With our SQL workloads, the QNAP sever saw peaks of 58,363 IOPS, 46,836 IOPS for 90-10, and 41,98 IOPS for 80-20. Looking at Oracle, we saw peaks of 43,916 IOPS, 47,872 IOPS with 90-10, and 46,709 IOPS for 80-20. Next, we transitioned to our VDI clone test starting with Full Clone, where the QNAP server recorded peaks of 50,938 IOPS in boot, 26,920 IOPS in Initial Login, and 33,872 IOPS for Monday Login. For Linked Clone, we saw 48,645 IOPS for boot, 33,750 IOPS for Initial Login, and 30,957 IOPS for Monday Login.

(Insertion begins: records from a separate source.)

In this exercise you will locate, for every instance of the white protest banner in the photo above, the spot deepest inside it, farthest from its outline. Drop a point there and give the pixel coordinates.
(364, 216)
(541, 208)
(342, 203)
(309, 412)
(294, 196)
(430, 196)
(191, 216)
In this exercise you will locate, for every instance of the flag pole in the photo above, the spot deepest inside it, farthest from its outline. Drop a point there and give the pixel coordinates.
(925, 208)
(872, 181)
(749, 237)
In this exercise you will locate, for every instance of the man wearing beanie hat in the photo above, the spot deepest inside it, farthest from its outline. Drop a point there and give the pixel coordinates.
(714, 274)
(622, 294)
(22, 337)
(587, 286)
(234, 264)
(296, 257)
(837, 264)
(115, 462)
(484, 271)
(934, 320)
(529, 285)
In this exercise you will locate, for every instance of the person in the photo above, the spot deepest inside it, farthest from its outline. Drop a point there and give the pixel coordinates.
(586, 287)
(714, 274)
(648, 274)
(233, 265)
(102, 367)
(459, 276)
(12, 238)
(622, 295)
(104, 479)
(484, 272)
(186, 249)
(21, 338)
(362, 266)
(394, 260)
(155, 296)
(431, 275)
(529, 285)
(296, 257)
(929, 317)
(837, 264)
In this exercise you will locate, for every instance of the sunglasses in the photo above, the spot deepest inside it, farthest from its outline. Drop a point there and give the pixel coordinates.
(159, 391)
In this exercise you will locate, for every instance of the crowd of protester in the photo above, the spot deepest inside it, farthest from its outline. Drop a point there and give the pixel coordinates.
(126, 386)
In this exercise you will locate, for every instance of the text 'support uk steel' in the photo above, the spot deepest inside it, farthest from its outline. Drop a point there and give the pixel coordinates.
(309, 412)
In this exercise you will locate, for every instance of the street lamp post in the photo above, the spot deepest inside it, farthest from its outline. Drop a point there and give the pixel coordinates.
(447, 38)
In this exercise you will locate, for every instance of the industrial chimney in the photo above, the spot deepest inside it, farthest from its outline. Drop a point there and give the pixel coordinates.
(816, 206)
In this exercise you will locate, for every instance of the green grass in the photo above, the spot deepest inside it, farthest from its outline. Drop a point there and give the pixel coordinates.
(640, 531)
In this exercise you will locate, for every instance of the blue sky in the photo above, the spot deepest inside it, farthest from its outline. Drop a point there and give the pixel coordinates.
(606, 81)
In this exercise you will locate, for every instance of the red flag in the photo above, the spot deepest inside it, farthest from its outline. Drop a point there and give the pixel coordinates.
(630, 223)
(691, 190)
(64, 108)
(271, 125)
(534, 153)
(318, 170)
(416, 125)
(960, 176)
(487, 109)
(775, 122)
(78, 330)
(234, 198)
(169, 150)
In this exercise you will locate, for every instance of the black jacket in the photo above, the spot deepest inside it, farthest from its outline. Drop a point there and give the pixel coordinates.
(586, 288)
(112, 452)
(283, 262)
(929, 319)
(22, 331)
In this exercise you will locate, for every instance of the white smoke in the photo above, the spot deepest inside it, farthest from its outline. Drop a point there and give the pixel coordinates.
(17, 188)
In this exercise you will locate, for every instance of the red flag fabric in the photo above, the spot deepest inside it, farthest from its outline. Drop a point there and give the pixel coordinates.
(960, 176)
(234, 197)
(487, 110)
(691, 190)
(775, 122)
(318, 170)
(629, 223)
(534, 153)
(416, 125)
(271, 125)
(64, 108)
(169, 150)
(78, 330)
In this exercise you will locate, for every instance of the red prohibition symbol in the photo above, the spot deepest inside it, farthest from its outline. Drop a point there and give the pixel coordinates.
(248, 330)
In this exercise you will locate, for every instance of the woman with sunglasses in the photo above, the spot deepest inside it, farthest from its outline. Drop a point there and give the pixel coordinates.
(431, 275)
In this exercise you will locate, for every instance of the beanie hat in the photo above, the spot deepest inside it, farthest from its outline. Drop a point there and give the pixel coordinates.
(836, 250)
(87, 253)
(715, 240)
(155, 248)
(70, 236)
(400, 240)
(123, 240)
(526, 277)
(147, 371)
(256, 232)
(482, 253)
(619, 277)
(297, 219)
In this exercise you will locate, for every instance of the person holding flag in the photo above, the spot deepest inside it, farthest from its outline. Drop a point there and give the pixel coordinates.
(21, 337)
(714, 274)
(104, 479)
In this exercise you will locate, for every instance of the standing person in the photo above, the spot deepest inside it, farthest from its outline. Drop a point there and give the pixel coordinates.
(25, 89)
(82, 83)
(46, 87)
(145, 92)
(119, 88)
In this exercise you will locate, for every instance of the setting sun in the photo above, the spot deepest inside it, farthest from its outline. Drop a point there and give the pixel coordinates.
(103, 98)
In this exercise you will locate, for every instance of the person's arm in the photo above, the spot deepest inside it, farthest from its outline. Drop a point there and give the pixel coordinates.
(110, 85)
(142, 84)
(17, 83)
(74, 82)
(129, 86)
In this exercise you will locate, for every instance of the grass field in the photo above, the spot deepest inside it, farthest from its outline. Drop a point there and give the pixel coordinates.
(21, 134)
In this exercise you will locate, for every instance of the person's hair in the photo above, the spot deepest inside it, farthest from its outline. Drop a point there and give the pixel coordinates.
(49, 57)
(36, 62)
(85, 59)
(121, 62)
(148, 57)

Overall, the performance was somewhat uneven at times for a 24 NVMe storage configuration, as the TS-h2490FU seemed to have a bit of trouble reaching higher numbers during our tests. With the assortment of 24 NVMe SSDs, we had expected to see higher random transfer numbers and mixed workloads, but this is an area where we’ve seen limitations from ZFS-based platforms in the past. That said, it’s nice to see a QNAP system that supports an all-NVMe build and it’s certainly a good direction for the company (we at StorageReview definitely prefer NVMe as a primary system). In addition, ZFS and QuTS hero allow QNAP to deliver more data integrity and more enterprise-style features, including advanced block-based data reduction technologies and efficient snapshots.